What these two types of jobs—jobs for which I’m ‘overqualified’ and jobs for which I’m ‘underqualified’ –have in common is something I don’t think the people doing the hiring for those jobs fully understand. I’ve read Upton Sinclair’s The Jungle and I realize that corporations have us employees over the barrel, but I will forever back a business’s decision to do what is right for that business. If it’s fiscally responsible to outsource jobs, I think they should probably outsource jobs. If a TV network can make money showing trash like “Jersey Shore” or “Millionaire Matchmaker” or “Glee” then they should do it. They have no responsibility to uphold a certain noble standard to society. They do however have a responsibility to their shareholders and their employees to increase revenues and turn a profit so the business, and everyone involved in the business, stays afloat. But while these businesses may believe that hiring applicants who fit into certain molds because the skill sets required are either incredibly general (in the case of Radio Shack) or relatively specific (in the case of Dark Blue), I have a hard time believing that companies should employ these molded applicants rather than the smartest and most capable persons up for hire.
It seems to me that intelligence is undervalued. The ability to solve problems is undervalued. The propensity to make good decisions is undervalued. While it appears at the outset that a lot of the jobs discussed wouldn’t require any of these assets, at least on a day-to-day basis, I can’t imagine that there haven’t been situations where these molded applicants have made mistakes, or missed opportunities to increase business that a more intelligent applicant wouldn’t have made or wouldn’t have missed. Furthermore, I hypothesize that it’s always sound business practice to hire an smart candidate, if only to have that person within the realm of your company. Yes his talent could be squandered at the lower levels of the Marriott Hotel Chain hierarchy, but talent doesn’t disappear, and might come in handy when the manager’s inappropriate use of company beds and company maids comes to light.
I don’t make these hypotheses for the purpose of deluding myself into thinking that I’m a great fit for any job. Or that I’m – necessarily – the smartest kid in the candidate pool. (Although one might draw the conclusion that I think just that from the somewhat bitter tone of this piece. Forgive me, I’m firing back.)

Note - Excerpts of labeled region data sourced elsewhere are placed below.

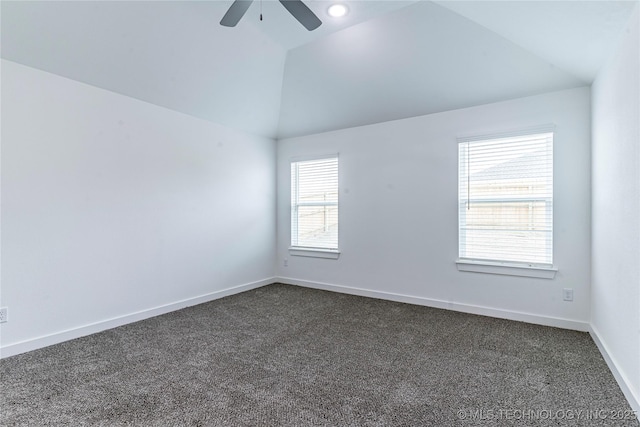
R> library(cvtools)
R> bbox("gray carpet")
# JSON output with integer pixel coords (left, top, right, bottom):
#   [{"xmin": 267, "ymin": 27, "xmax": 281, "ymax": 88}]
[{"xmin": 0, "ymin": 284, "xmax": 639, "ymax": 426}]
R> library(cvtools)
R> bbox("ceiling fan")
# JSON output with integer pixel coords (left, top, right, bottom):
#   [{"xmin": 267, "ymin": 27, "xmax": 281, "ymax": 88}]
[{"xmin": 220, "ymin": 0, "xmax": 322, "ymax": 31}]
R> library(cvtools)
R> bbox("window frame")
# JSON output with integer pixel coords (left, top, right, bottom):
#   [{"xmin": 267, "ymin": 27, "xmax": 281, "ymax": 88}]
[
  {"xmin": 455, "ymin": 125, "xmax": 558, "ymax": 279},
  {"xmin": 289, "ymin": 153, "xmax": 340, "ymax": 259}
]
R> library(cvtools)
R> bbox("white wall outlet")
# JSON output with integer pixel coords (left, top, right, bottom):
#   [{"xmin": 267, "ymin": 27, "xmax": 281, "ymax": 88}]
[{"xmin": 562, "ymin": 288, "xmax": 573, "ymax": 301}]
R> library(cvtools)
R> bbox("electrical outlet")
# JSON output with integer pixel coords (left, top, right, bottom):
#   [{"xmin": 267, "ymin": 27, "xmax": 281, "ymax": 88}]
[{"xmin": 562, "ymin": 288, "xmax": 573, "ymax": 301}]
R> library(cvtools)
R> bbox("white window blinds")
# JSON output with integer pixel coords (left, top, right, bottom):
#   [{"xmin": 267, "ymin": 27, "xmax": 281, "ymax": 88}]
[
  {"xmin": 291, "ymin": 157, "xmax": 338, "ymax": 250},
  {"xmin": 458, "ymin": 132, "xmax": 553, "ymax": 266}
]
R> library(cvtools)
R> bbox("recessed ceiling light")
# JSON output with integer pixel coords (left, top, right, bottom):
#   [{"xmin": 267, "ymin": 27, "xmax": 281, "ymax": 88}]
[{"xmin": 329, "ymin": 3, "xmax": 349, "ymax": 18}]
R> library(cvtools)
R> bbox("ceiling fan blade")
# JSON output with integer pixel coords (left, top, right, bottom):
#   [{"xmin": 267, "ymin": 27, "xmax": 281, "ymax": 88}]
[
  {"xmin": 280, "ymin": 0, "xmax": 322, "ymax": 31},
  {"xmin": 220, "ymin": 0, "xmax": 253, "ymax": 27}
]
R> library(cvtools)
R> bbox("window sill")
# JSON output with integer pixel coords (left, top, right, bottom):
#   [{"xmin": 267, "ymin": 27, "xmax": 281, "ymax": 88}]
[
  {"xmin": 456, "ymin": 259, "xmax": 558, "ymax": 279},
  {"xmin": 289, "ymin": 248, "xmax": 340, "ymax": 259}
]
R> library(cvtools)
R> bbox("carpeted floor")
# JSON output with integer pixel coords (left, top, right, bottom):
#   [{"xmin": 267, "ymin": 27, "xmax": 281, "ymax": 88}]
[{"xmin": 0, "ymin": 284, "xmax": 640, "ymax": 426}]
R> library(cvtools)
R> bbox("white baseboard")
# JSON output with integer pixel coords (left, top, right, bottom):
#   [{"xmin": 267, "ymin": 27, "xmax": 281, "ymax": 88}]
[
  {"xmin": 276, "ymin": 277, "xmax": 589, "ymax": 332},
  {"xmin": 589, "ymin": 325, "xmax": 640, "ymax": 421},
  {"xmin": 0, "ymin": 277, "xmax": 276, "ymax": 359}
]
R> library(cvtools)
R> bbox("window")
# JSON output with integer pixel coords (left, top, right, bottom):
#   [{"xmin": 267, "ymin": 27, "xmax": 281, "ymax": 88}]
[
  {"xmin": 458, "ymin": 132, "xmax": 553, "ymax": 275},
  {"xmin": 291, "ymin": 156, "xmax": 338, "ymax": 258}
]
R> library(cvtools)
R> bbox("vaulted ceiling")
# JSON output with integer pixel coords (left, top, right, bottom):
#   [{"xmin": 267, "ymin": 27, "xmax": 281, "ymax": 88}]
[{"xmin": 1, "ymin": 0, "xmax": 638, "ymax": 138}]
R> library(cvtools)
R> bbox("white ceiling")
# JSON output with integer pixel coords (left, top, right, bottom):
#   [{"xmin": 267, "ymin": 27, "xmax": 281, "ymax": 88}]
[{"xmin": 1, "ymin": 0, "xmax": 638, "ymax": 138}]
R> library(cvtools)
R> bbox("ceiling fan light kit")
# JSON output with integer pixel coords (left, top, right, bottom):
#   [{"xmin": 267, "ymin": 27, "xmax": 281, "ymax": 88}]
[{"xmin": 220, "ymin": 0, "xmax": 322, "ymax": 31}]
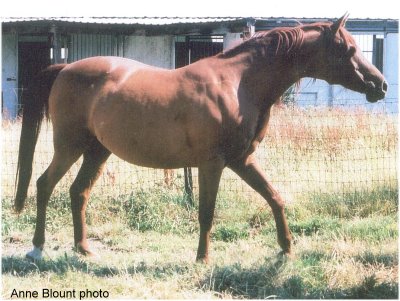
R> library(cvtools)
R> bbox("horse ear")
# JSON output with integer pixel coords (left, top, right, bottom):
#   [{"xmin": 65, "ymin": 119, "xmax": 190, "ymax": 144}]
[{"xmin": 331, "ymin": 12, "xmax": 349, "ymax": 34}]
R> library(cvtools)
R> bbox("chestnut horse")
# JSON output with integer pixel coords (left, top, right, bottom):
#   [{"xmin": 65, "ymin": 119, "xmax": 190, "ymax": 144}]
[{"xmin": 15, "ymin": 15, "xmax": 387, "ymax": 262}]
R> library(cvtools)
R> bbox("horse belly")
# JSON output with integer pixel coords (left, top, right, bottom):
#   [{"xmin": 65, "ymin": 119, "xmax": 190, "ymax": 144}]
[{"xmin": 95, "ymin": 112, "xmax": 215, "ymax": 168}]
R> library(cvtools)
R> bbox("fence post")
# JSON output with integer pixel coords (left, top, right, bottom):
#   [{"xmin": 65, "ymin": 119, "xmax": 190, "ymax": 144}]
[{"xmin": 183, "ymin": 167, "xmax": 194, "ymax": 207}]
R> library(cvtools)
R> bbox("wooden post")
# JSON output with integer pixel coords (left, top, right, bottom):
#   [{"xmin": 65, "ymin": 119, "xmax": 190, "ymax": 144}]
[
  {"xmin": 50, "ymin": 25, "xmax": 63, "ymax": 64},
  {"xmin": 183, "ymin": 167, "xmax": 194, "ymax": 207}
]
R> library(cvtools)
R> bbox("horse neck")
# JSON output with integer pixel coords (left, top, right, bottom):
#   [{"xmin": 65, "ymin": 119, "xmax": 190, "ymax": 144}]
[{"xmin": 225, "ymin": 28, "xmax": 321, "ymax": 107}]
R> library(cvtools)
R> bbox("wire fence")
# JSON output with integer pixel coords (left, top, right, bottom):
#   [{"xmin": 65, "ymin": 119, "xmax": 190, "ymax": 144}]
[{"xmin": 1, "ymin": 99, "xmax": 398, "ymax": 202}]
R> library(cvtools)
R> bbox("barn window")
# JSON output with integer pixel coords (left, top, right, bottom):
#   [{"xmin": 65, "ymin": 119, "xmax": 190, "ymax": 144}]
[{"xmin": 353, "ymin": 34, "xmax": 384, "ymax": 72}]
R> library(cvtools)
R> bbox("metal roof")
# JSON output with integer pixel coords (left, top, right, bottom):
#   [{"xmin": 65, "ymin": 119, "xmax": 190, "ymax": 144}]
[{"xmin": 1, "ymin": 17, "xmax": 245, "ymax": 25}]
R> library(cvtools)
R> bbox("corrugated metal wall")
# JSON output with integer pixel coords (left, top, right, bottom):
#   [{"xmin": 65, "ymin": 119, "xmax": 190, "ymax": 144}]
[{"xmin": 68, "ymin": 33, "xmax": 124, "ymax": 62}]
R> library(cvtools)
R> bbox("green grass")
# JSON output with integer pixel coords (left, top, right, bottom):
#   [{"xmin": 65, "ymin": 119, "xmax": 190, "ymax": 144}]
[
  {"xmin": 1, "ymin": 107, "xmax": 398, "ymax": 299},
  {"xmin": 2, "ymin": 188, "xmax": 398, "ymax": 299}
]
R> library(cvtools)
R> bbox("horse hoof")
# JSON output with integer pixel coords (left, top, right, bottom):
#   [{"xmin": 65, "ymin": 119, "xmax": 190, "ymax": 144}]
[
  {"xmin": 25, "ymin": 247, "xmax": 43, "ymax": 261},
  {"xmin": 277, "ymin": 251, "xmax": 296, "ymax": 260},
  {"xmin": 75, "ymin": 245, "xmax": 100, "ymax": 259},
  {"xmin": 196, "ymin": 257, "xmax": 209, "ymax": 265}
]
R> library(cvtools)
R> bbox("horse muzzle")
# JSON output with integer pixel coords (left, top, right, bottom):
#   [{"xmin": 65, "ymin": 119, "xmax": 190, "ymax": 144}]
[{"xmin": 365, "ymin": 80, "xmax": 388, "ymax": 102}]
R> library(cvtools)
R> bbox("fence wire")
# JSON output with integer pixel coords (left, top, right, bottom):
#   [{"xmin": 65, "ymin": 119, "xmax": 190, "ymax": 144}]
[{"xmin": 1, "ymin": 99, "xmax": 398, "ymax": 202}]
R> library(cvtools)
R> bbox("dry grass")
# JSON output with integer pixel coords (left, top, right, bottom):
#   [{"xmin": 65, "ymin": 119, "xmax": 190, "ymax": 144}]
[{"xmin": 1, "ymin": 104, "xmax": 398, "ymax": 299}]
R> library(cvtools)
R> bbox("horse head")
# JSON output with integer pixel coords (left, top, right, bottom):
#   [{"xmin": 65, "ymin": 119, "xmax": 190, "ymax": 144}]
[{"xmin": 316, "ymin": 14, "xmax": 388, "ymax": 102}]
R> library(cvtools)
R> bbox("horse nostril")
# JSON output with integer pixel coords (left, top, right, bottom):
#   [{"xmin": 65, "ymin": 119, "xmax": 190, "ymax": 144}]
[{"xmin": 382, "ymin": 80, "xmax": 387, "ymax": 93}]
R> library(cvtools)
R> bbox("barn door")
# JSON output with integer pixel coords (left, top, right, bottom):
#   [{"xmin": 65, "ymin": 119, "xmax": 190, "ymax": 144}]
[
  {"xmin": 175, "ymin": 36, "xmax": 224, "ymax": 205},
  {"xmin": 18, "ymin": 36, "xmax": 51, "ymax": 113},
  {"xmin": 175, "ymin": 36, "xmax": 224, "ymax": 68}
]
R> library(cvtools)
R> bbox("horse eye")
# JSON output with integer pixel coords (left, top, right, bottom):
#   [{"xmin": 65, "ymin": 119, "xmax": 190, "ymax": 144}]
[{"xmin": 347, "ymin": 46, "xmax": 356, "ymax": 57}]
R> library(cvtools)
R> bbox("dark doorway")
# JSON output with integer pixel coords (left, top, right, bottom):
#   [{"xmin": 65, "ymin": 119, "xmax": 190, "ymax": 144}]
[
  {"xmin": 18, "ymin": 42, "xmax": 51, "ymax": 105},
  {"xmin": 175, "ymin": 36, "xmax": 224, "ymax": 68}
]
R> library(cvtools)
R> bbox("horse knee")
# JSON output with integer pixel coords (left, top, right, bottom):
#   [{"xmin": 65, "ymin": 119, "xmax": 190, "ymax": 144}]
[{"xmin": 69, "ymin": 183, "xmax": 89, "ymax": 210}]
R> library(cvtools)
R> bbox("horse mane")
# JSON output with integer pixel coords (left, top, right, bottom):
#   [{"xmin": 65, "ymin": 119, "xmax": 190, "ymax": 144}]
[{"xmin": 220, "ymin": 22, "xmax": 331, "ymax": 58}]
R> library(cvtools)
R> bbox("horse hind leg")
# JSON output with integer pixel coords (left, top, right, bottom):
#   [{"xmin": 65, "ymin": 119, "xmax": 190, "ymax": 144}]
[
  {"xmin": 70, "ymin": 139, "xmax": 111, "ymax": 255},
  {"xmin": 26, "ymin": 148, "xmax": 82, "ymax": 260}
]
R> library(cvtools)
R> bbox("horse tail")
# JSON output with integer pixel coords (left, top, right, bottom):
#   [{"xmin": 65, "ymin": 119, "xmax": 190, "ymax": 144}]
[{"xmin": 14, "ymin": 64, "xmax": 66, "ymax": 213}]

And I know from experience in the field education that there are certain personality traits—traits I clearly lack—that are required to make a good educator. I do however think that companies are missing an opportunity when they decide to hire the molded applicants rather than the best and the brightest.
Perhaps then, instead of employing more worker bees trained to say, “Yes sir. Right away sir,” those employers would hire a more intellectual group of thinkers and would in turn hear something infinitely more helpful and infinitely more frightening coming from their mouths:
“Wouldn’t it be smarter if we did it this way?”